Polls show strong public support (86%) for banning congressional stock trading, as it addresses perceptions of self-dealing. Passage could bolster confidence in lawmakers’ impartiality, countering narratives of elite corruption. The act would reinforce the STOCK Act (2012), addressing its weak enforcement and low penalties. Fines and profit disgorgement to the Treasury would deter violations, signaling accountability.
While bipartisan in intent, the bill’s provocative name targeting Nancy Pelosi and sponsorship by a polarizing figure like Josh Hawley could deepen partisan divides, complicating passage. Lawmakers might approach legislation with less personal financial bias, particularly in areas like tax policy, healthcare, or defense contracting, where stock ownership often overlaps with committee roles.
Some lawmakers may push back, citing free market rights or proposing exemptions (e.g., blind trusts, which critics argue are imperfect). Enforcement mechanisms, like GAO audits, will be critical to prevent workarounds. Success could spur similar restrictions for other officials (e.g., Federal Reserve members or executive branch employees), reshaping ethical standards across government.
Without robust oversight, lawmakers could exploit loopholes, such as transferring assets to family members or using proxies. The GAO’s role will be pivotal but resource-intensive. Bipartisan support exists in principle, but competing proposals (e.g., ETHICS Act) and resistance from trading-active lawmakers could stall progress, as seen in prior Congresses.

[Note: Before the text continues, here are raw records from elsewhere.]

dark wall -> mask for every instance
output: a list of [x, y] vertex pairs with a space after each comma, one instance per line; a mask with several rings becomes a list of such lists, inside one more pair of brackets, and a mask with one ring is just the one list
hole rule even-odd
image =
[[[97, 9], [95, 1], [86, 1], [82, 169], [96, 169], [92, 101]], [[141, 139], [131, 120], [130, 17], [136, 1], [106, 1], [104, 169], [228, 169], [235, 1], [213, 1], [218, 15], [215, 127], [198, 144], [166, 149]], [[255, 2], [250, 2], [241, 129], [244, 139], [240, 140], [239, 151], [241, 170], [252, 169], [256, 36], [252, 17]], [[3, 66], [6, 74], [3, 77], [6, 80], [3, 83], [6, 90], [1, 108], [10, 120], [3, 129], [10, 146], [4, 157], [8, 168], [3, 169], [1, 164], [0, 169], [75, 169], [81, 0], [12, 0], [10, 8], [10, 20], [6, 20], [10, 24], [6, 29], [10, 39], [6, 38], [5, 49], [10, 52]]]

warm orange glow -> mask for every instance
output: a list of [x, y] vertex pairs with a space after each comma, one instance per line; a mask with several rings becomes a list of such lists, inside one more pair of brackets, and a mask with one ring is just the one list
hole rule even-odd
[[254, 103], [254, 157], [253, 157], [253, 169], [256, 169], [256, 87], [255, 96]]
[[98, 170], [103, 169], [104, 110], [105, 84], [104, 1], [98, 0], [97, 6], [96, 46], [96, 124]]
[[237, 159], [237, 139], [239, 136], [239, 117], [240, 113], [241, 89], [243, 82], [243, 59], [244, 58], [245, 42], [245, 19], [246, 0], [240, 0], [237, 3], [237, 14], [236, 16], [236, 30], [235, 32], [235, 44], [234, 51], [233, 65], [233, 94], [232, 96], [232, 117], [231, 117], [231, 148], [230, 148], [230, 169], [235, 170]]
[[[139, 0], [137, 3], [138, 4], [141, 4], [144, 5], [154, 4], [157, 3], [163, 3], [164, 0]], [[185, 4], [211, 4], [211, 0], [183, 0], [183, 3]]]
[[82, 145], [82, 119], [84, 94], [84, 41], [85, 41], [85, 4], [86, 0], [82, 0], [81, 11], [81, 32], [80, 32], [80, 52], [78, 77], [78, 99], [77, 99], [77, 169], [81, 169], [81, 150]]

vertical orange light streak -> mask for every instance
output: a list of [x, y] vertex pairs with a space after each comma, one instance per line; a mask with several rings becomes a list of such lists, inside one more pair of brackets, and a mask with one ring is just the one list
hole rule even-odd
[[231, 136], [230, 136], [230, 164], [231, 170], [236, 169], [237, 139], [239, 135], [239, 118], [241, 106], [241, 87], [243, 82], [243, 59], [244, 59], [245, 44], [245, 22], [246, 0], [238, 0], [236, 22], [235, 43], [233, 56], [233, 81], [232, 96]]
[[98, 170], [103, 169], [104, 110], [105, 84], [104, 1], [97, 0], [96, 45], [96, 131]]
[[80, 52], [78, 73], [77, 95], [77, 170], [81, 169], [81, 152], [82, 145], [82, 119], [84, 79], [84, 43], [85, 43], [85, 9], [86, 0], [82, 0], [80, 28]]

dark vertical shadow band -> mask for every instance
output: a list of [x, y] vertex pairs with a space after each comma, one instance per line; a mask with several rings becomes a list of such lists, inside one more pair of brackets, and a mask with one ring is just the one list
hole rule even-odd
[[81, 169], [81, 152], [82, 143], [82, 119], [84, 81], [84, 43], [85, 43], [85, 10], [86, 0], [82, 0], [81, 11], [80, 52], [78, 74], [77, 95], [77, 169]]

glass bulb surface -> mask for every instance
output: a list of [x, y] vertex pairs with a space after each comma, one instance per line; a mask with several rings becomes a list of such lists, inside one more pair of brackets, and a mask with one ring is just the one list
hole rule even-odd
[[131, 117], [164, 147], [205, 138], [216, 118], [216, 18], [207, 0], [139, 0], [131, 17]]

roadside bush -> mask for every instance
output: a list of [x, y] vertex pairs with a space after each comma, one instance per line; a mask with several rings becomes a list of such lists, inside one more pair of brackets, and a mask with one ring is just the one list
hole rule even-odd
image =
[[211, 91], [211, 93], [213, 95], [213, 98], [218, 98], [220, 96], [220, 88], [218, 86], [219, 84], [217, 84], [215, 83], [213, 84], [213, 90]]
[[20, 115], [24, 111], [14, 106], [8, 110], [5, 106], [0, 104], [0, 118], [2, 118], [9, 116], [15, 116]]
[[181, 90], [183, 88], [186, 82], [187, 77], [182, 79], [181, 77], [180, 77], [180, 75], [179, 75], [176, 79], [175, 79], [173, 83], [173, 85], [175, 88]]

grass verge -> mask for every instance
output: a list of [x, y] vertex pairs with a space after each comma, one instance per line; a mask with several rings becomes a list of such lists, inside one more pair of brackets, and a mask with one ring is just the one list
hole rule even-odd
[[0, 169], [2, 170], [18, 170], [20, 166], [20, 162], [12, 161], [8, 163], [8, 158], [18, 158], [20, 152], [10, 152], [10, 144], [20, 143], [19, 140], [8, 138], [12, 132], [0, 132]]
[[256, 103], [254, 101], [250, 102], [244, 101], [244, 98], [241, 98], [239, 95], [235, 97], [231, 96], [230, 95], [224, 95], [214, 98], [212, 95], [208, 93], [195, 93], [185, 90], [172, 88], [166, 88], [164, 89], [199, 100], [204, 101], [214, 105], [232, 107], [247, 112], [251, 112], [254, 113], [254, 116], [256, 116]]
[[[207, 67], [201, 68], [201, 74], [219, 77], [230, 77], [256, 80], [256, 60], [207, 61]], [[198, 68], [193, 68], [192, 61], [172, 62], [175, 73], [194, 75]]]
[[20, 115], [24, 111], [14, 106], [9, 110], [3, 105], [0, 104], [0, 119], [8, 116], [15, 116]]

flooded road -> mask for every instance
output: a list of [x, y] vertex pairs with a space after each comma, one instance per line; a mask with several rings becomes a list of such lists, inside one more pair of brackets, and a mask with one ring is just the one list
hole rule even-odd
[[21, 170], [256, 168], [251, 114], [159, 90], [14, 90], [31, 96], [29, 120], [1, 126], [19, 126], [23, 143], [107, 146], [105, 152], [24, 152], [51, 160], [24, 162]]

Forced divestitures could flood markets with certain stocks, temporarily depressing prices, or push lawmakers toward less transparent investments like private equity. The PELOSI Act could enhance public trust and reduce conflicts of interest, aligning lawmakers’ incentives with public service.
However, its success hinges on overcoming political resistance, ensuring rigorous enforcement, and addressing unintended market impacts. If passed, it would mark a significant step toward ethical governance, though its long-term effects on congressional behavior and market dynamics remain uncertain.